Re: Proposal for German capital letter "ß"
eric.muller at efele.net
Fri Dec 11 01:20:05 CST 2015
On 12/10/2015 2:45 AM, Frédéric Grosshans wrote:
> Le 10/12/2015 05:32, Martin J. Dürst a écrit :
>> A similar example is the use of accents on upper-case letters in
>> French in France where 'officially', upper-case letters are written
>> without accents.
> Actually, the official body in charge of this (Académie Française)
They actually mandate "Académie *f*rançaise". And "Imprimerie
*n*ationale" (for Philippe; even if imprimerienationale.fr has forgotten
> has always recommended upper-case letters with accents , but the
> school teachers teach the other way, and accents on capital letters
> was technically challenging (in printing, writing machines and keyboard),
Thanks to gallica.fr and archive.org, it is easy to see what actually
happened until the middle of the 20th century.
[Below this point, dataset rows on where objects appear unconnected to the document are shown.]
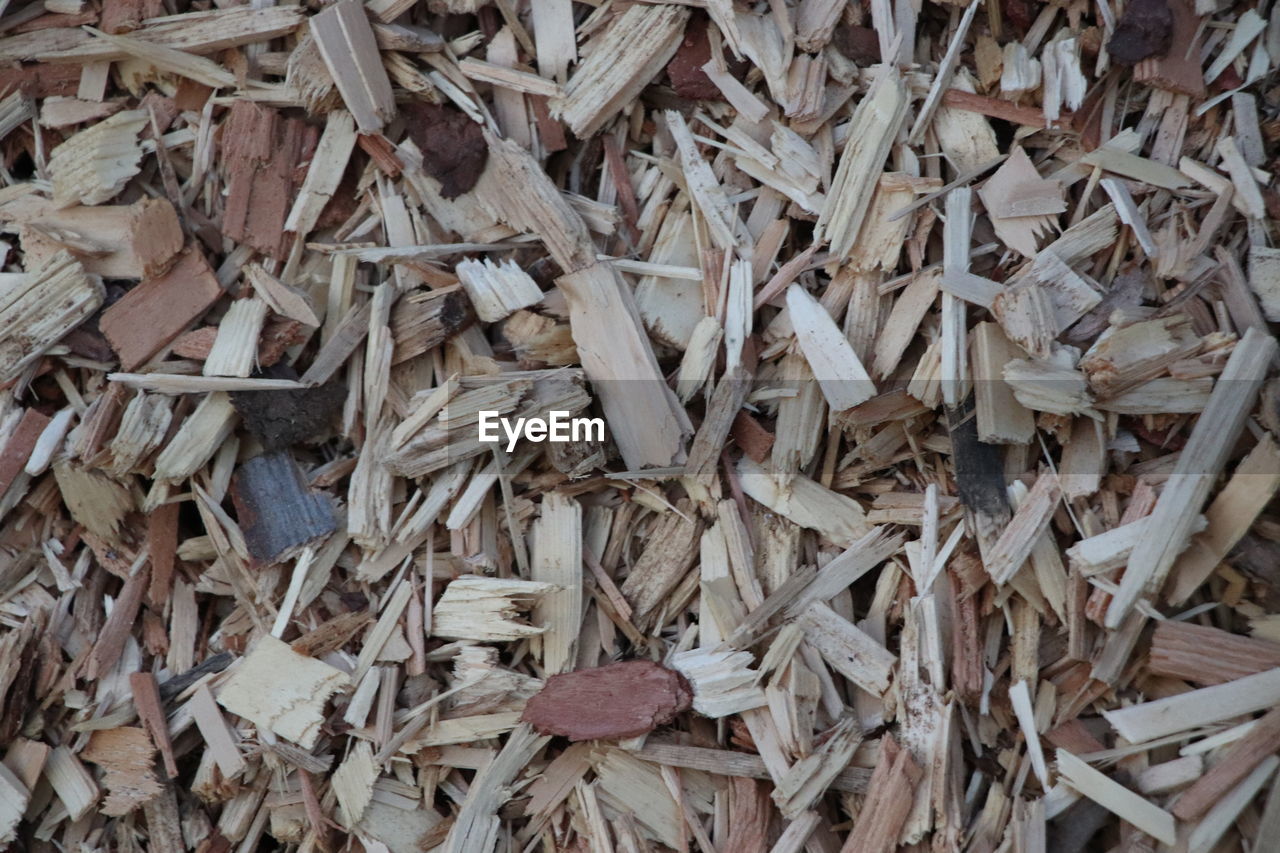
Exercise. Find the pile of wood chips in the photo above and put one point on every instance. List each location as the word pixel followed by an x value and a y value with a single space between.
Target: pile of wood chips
pixel 931 343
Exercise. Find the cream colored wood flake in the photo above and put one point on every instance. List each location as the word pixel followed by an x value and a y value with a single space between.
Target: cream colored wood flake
pixel 346 41
pixel 557 559
pixel 618 64
pixel 95 164
pixel 353 783
pixel 282 690
pixel 71 781
pixel 831 357
pixel 810 505
pixel 485 609
pixel 13 803
pixel 497 291
pixel 849 651
pixel 722 679
pixel 1116 798
pixel 40 308
pixel 234 350
pixel 871 135
pixel 197 439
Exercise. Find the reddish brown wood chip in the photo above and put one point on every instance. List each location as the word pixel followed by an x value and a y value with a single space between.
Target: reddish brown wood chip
pixel 452 145
pixel 126 756
pixel 18 448
pixel 609 702
pixel 155 311
pixel 685 68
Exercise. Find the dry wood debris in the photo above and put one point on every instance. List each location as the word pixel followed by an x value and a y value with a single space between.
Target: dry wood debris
pixel 929 347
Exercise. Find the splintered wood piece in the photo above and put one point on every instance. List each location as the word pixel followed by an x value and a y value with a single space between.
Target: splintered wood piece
pixel 810 505
pixel 95 164
pixel 671 550
pixel 282 690
pixel 127 757
pixel 1116 798
pixel 723 680
pixel 71 781
pixel 1205 655
pixel 1022 205
pixel 353 784
pixel 1015 544
pixel 1001 419
pixel 219 737
pixel 18 447
pixel 557 559
pixel 94 498
pixel 1232 769
pixel 159 309
pixel 46 304
pixel 260 155
pixel 1160 717
pixel 888 801
pixel 810 776
pixel 643 415
pixel 1229 516
pixel 475 829
pixel 236 347
pixel 612 702
pixel 277 511
pixel 324 174
pixel 484 609
pixel 1198 465
pixel 848 649
pixel 199 32
pixel 497 291
pixel 135 241
pixel 621 62
pixel 346 41
pixel 707 192
pixel 832 360
pixel 539 208
pixel 146 699
pixel 197 439
pixel 874 127
pixel 14 797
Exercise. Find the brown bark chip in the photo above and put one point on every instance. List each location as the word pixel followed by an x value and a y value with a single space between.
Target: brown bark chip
pixel 609 702
pixel 452 145
pixel 1144 30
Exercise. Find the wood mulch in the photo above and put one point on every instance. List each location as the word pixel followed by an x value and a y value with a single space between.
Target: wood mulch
pixel 924 373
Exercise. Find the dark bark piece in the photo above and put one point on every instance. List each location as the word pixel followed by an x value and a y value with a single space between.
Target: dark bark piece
pixel 452 145
pixel 979 466
pixel 979 477
pixel 280 419
pixel 859 45
pixel 1144 30
pixel 609 702
pixel 1073 830
pixel 277 510
pixel 179 683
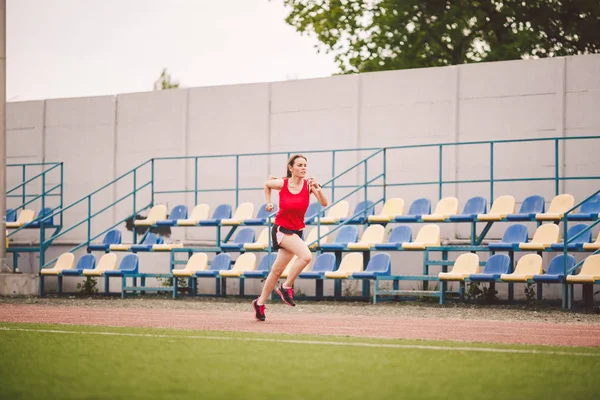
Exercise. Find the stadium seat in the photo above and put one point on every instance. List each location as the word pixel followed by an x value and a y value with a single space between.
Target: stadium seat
pixel 87 261
pixel 501 207
pixel 379 265
pixel 245 262
pixel 543 238
pixel 222 262
pixel 243 212
pixel 313 235
pixel 530 207
pixel 590 271
pixel 261 217
pixel 199 213
pixel 129 265
pixel 594 245
pixel 360 208
pixel 158 212
pixel 351 263
pixel 223 211
pixel 312 211
pixel 25 217
pixel 372 235
pixel 527 266
pixel 443 210
pixel 464 266
pixel 177 213
pixel 513 236
pixel 556 270
pixel 112 237
pixel 428 235
pixel 400 234
pixel 337 211
pixel 589 210
pixel 263 267
pixel 65 261
pixel 245 235
pixel 197 262
pixel 473 207
pixel 576 244
pixel 323 263
pixel 261 243
pixel 497 265
pixel 558 207
pixel 391 209
pixel 346 234
pixel 418 208
pixel 107 262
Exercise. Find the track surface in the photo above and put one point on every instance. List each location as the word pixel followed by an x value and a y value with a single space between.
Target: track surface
pixel 486 331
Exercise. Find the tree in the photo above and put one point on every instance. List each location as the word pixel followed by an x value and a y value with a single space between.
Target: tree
pixel 376 35
pixel 164 82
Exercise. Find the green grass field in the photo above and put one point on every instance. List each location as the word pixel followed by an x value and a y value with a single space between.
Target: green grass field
pixel 82 362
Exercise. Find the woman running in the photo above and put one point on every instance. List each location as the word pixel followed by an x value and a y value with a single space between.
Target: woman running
pixel 286 234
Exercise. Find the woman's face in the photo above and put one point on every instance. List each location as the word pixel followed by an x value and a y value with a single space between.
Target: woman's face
pixel 299 167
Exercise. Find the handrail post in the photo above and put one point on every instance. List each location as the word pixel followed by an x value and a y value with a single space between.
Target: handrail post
pixel 365 190
pixel 195 181
pixel 333 175
pixel 384 175
pixel 237 180
pixel 89 218
pixel 152 180
pixel 23 188
pixel 441 177
pixel 491 172
pixel 556 169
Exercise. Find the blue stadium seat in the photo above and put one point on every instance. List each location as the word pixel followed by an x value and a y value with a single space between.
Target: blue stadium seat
pixel 497 265
pixel 129 265
pixel 589 210
pixel 555 273
pixel 44 213
pixel 577 244
pixel 513 235
pixel 324 263
pixel 531 206
pixel 261 217
pixel 146 245
pixel 112 237
pixel 87 261
pixel 223 211
pixel 178 212
pixel 379 265
pixel 245 235
pixel 222 262
pixel 473 207
pixel 417 209
pixel 312 211
pixel 400 234
pixel 360 208
pixel 11 215
pixel 263 268
pixel 346 234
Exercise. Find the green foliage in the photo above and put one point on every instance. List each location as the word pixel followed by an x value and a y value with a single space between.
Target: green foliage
pixel 89 286
pixel 164 82
pixel 376 35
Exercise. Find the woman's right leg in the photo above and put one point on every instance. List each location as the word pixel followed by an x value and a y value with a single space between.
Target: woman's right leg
pixel 282 260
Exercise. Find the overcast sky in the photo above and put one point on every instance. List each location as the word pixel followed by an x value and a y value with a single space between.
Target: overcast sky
pixel 74 48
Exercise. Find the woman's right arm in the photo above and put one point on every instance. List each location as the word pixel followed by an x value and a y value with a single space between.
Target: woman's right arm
pixel 276 184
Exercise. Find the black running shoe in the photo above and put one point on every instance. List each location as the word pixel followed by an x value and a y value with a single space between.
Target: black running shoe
pixel 259 310
pixel 287 295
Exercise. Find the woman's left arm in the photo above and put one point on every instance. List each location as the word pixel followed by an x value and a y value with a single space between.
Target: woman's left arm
pixel 316 189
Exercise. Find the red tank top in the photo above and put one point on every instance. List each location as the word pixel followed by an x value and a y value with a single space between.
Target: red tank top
pixel 292 207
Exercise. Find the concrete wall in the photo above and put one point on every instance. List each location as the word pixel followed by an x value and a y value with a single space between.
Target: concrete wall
pixel 101 138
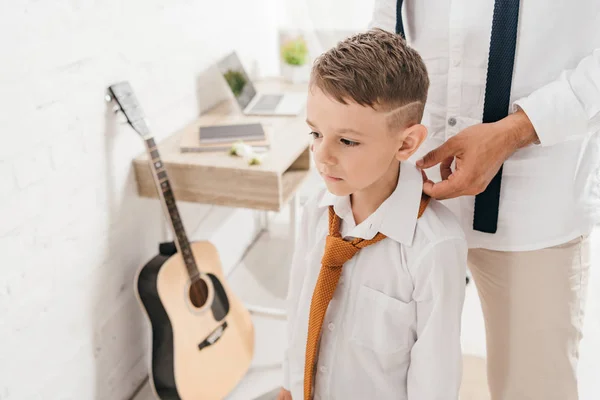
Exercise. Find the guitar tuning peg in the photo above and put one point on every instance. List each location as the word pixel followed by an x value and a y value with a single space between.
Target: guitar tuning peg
pixel 121 118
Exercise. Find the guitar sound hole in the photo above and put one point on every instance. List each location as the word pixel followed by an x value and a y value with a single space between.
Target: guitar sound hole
pixel 198 293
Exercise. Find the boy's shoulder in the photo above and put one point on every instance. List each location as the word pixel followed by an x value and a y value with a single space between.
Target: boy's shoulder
pixel 438 226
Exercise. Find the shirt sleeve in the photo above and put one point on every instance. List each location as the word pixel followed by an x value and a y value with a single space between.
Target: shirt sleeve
pixel 436 357
pixel 296 279
pixel 564 108
pixel 384 15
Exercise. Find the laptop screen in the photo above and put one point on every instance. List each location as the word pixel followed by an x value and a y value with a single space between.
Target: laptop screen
pixel 241 86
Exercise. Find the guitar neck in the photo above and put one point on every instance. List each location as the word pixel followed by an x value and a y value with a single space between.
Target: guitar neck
pixel 168 201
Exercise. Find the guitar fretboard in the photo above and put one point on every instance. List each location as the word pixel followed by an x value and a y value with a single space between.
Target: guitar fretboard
pixel 169 203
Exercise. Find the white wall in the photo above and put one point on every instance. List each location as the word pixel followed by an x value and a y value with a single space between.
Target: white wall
pixel 72 229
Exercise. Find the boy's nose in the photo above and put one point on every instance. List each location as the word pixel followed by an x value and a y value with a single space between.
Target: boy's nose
pixel 323 153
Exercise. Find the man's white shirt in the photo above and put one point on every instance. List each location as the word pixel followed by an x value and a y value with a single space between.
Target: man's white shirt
pixel 550 192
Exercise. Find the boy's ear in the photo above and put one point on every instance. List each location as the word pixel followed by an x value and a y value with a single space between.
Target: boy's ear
pixel 413 136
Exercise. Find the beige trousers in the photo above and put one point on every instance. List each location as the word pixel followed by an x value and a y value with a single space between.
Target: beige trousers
pixel 533 304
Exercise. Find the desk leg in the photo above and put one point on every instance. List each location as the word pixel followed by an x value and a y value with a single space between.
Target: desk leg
pixel 294 218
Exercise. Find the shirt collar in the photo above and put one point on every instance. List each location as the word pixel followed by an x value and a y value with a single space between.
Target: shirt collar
pixel 396 217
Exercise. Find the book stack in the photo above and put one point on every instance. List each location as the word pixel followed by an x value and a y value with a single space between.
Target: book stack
pixel 222 137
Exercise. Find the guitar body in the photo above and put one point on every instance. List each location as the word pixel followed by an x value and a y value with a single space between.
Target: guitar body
pixel 180 369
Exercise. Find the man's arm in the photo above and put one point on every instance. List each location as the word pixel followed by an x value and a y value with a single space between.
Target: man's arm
pixel 436 358
pixel 568 107
pixel 564 108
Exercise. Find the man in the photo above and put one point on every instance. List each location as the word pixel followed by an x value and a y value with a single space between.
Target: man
pixel 531 269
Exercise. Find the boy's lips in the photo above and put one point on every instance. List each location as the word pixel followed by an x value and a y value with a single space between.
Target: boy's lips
pixel 331 178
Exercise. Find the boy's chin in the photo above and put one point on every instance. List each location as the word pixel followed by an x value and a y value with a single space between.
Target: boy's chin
pixel 338 188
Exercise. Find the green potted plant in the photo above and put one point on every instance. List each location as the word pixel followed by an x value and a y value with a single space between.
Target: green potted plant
pixel 295 56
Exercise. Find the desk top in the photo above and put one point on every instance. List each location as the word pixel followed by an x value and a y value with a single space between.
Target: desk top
pixel 219 178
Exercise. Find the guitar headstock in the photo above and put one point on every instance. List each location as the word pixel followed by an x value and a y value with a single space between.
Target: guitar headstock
pixel 123 95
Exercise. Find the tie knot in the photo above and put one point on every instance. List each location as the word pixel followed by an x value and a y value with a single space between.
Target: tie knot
pixel 337 252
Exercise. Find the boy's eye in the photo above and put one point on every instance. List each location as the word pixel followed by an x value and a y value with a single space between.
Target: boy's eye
pixel 347 142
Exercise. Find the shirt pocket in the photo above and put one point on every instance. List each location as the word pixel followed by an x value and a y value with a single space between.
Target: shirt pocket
pixel 383 325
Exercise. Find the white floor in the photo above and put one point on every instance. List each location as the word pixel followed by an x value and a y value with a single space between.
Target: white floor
pixel 261 279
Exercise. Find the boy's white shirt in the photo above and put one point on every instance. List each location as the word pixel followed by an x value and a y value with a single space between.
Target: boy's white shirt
pixel 392 329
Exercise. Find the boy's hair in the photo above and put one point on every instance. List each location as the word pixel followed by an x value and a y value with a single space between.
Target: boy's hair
pixel 376 69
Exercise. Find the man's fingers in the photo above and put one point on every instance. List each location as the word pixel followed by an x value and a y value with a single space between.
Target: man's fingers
pixel 435 156
pixel 445 170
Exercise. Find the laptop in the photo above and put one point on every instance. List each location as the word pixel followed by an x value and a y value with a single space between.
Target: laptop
pixel 252 102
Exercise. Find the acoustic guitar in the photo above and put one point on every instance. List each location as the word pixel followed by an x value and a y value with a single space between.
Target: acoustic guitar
pixel 202 336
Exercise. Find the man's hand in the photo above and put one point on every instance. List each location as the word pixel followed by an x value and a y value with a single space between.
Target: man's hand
pixel 284 395
pixel 479 152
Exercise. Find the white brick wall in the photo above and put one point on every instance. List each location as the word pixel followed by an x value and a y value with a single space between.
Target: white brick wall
pixel 72 230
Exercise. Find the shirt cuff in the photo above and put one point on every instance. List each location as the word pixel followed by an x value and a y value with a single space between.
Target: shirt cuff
pixel 554 112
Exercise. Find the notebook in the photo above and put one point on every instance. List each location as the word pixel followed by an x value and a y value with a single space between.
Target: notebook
pixel 231 133
pixel 222 137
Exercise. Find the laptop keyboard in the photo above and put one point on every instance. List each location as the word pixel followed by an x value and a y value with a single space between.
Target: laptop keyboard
pixel 267 102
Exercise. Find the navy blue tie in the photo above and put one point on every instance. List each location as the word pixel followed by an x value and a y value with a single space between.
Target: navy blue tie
pixel 497 96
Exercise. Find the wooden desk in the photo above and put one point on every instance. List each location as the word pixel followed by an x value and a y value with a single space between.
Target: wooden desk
pixel 221 179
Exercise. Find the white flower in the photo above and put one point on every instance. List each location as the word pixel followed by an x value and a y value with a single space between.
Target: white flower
pixel 241 149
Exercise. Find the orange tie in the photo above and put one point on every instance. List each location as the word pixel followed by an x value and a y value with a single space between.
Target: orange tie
pixel 337 252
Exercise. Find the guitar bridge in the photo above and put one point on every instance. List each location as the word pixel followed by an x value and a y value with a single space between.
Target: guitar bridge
pixel 213 336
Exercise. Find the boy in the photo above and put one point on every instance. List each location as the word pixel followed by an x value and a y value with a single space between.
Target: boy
pixel 386 325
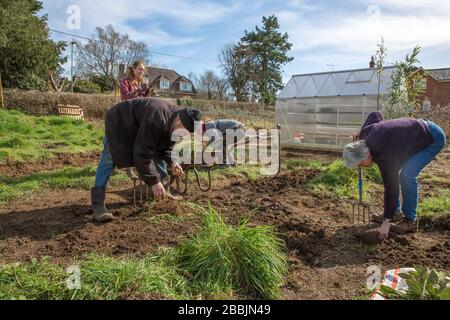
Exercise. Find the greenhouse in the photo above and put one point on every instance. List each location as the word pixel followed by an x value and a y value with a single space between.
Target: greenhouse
pixel 324 110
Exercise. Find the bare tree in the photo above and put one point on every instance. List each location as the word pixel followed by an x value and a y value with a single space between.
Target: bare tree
pixel 236 66
pixel 109 49
pixel 222 89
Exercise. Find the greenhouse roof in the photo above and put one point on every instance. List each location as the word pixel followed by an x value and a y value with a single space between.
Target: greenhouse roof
pixel 337 83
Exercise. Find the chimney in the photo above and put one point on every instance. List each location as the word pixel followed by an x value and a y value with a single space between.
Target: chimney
pixel 372 63
pixel 121 71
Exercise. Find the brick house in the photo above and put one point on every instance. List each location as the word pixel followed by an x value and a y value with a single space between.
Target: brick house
pixel 169 83
pixel 437 88
pixel 166 82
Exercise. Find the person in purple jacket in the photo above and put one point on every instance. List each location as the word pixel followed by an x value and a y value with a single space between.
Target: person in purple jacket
pixel 401 148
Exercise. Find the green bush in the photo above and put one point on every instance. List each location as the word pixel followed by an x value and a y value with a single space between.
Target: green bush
pixel 32 82
pixel 343 182
pixel 221 258
pixel 86 86
pixel 106 83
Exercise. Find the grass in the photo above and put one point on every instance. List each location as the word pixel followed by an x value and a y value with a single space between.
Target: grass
pixel 66 178
pixel 100 278
pixel 338 181
pixel 221 258
pixel 24 137
pixel 219 261
pixel 293 164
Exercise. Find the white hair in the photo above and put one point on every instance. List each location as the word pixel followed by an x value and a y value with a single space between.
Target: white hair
pixel 354 153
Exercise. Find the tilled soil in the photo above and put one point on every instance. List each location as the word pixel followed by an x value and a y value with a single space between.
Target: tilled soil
pixel 327 258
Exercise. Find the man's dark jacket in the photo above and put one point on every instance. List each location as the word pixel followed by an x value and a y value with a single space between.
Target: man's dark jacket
pixel 139 132
pixel 392 143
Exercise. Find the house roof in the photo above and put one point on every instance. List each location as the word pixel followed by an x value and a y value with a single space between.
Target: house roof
pixel 155 73
pixel 440 74
pixel 337 83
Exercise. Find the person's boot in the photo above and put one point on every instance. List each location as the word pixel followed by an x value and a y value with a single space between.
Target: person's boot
pixel 379 217
pixel 169 195
pixel 98 205
pixel 405 226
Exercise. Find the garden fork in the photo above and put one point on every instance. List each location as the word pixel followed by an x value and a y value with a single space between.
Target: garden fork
pixel 360 208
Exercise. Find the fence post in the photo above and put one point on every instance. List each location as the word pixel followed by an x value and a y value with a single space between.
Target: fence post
pixel 1 92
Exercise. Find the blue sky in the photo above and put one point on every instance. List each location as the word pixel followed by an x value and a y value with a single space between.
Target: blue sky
pixel 343 33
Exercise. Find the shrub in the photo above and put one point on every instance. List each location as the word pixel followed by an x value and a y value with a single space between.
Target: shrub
pixel 221 258
pixel 32 82
pixel 86 86
pixel 106 83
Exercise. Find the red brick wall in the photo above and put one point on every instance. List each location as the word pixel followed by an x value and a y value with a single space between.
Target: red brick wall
pixel 437 92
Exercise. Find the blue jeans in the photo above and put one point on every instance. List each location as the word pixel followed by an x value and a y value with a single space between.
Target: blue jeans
pixel 106 167
pixel 412 168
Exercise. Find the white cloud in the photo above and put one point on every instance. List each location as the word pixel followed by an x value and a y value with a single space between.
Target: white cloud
pixel 304 5
pixel 435 6
pixel 346 38
pixel 186 15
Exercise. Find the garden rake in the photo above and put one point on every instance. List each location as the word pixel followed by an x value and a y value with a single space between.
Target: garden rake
pixel 360 208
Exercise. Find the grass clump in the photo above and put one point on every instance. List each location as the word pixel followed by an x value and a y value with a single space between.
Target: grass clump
pixel 24 137
pixel 219 261
pixel 222 258
pixel 100 278
pixel 293 164
pixel 343 182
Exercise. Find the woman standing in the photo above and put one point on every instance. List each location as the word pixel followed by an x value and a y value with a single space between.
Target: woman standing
pixel 133 84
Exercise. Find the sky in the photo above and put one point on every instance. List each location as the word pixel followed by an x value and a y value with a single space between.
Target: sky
pixel 325 35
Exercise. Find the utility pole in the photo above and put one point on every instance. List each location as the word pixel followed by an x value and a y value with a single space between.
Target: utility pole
pixel 72 45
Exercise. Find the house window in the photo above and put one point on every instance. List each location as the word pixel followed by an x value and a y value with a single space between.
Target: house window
pixel 185 86
pixel 164 84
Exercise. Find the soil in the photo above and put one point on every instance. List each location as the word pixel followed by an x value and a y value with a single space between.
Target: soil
pixel 328 259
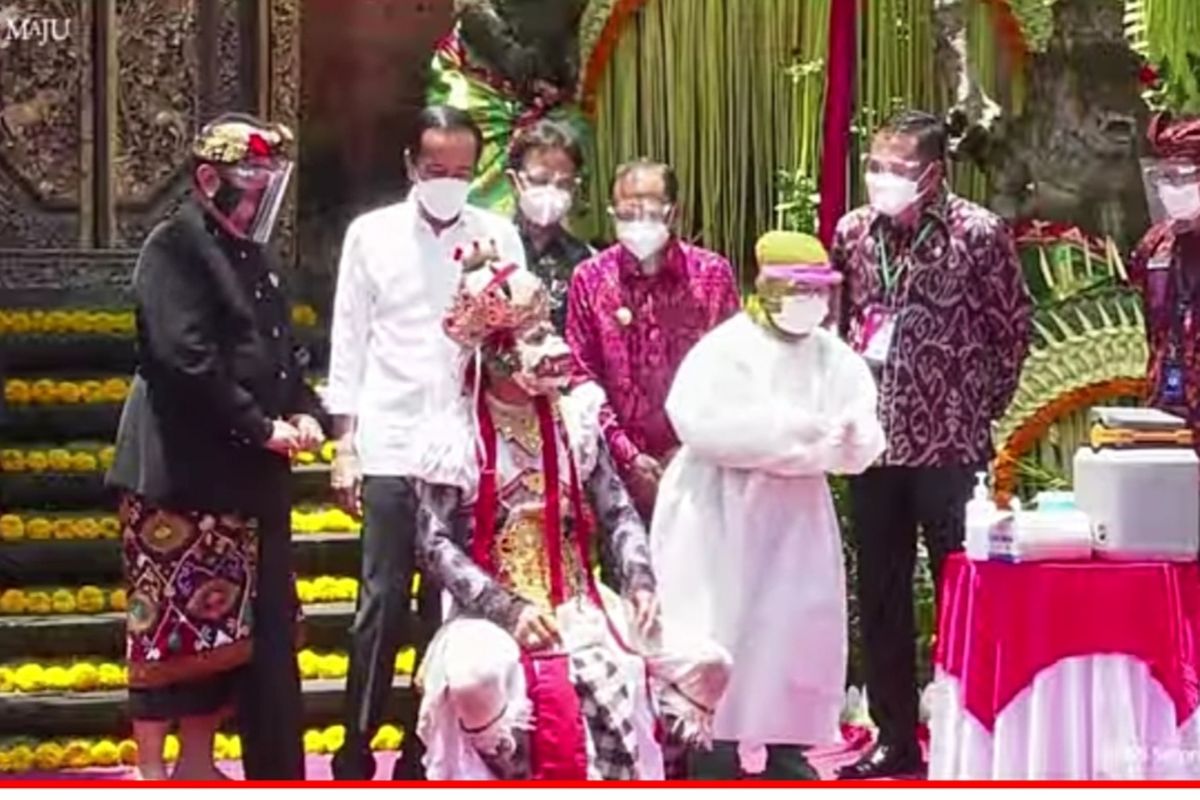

What I have seen is that
in both cold and hot metal, until the end of the 19th century, one only
and always sees É È Ê Ë Ç Œ Æ; on small caps, one can sometime find À Â
Ô Ù. That matches all the descriptions of the "casse parisienne" and
"police" (how many "a", "b", "c", etc in a font) I have seen in
typography manuals. Around the beginning of the 20th century, one start
to see books without accented capitals (and unfortunately books with
inconsistent use of the accented capitals).